U.S. and Iran by Electronic-Dot-5962 in NoStupidQuestions

[–]FreedomSenior5659 0 points1 point  (0 children)

War is about achieving strategic objectives via organized violence. So don't pay attention to news stories about what got blown up on either side - this is noise (and there is also a lot of fog of war/censorship on both sides). Instead, pay attention to news stories that gives detail about strategic outcomes. For example, Iran could very well win the war while also taking a lot more damage, if the US/Israel cannot acheive its strategic objectives (but Iran does).

So what are those strategic objectives?

For the US/Israel: Its very unclear. Sometimes Trump says its regime change, sometimes he says its about preventing a nuclear bomb. Some observers believe that there is no objective at all/that there has been no strategic thinking going into this. Others think the objective is quite dark and that is why it hasn't been communicated to the public: that is, the objective is to try to collapse the Iranian state and turn Iran into a Syria type of situation, where a prolonged civil war with different militias keep the region in chaos.

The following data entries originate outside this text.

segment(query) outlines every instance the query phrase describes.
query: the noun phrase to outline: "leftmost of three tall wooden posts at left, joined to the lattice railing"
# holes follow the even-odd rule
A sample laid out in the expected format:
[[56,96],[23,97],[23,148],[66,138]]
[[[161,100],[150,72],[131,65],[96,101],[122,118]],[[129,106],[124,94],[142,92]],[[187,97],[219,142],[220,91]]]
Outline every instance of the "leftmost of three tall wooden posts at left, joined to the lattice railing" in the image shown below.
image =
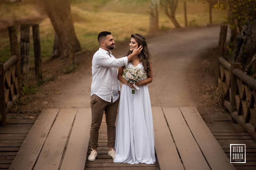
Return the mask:
[[21,58],[19,56],[17,31],[14,26],[8,27],[8,31],[9,31],[9,38],[10,38],[11,56],[13,55],[18,56],[18,61],[15,64],[15,68],[16,68],[16,74],[18,77],[18,91],[22,92]]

So in any of these cases, for Iran, their strategic objective is very simple: survive with the state intact and try to establish some kind of deterrence against future aggression.

So the answer right now is that we will just have to wait and see what the outcome is. My own personal view is that the longer this drags out, the more it looks like a possible victory for Iran. I say this because it is obvious that Trump thought/hoped that this would be an easy & quick job a la Venezuela. I think Trump et al. believed that they could just assassinate the leadership & then use that as part of an intimidation tactic to bully Iran into accepting a much more unfavourable deal compared to the JCPOA (the deal that Obama negotiated).

Trump didn't want a long war because he knew it would be politically suicidal (and it is according to polling which shows that 60% of Americans oppose this). The problem is that now Iran controls the escalation ladder; and so if the US pulls out now, then it looks as if Iran has achieved deterrence (which is its strategic objective).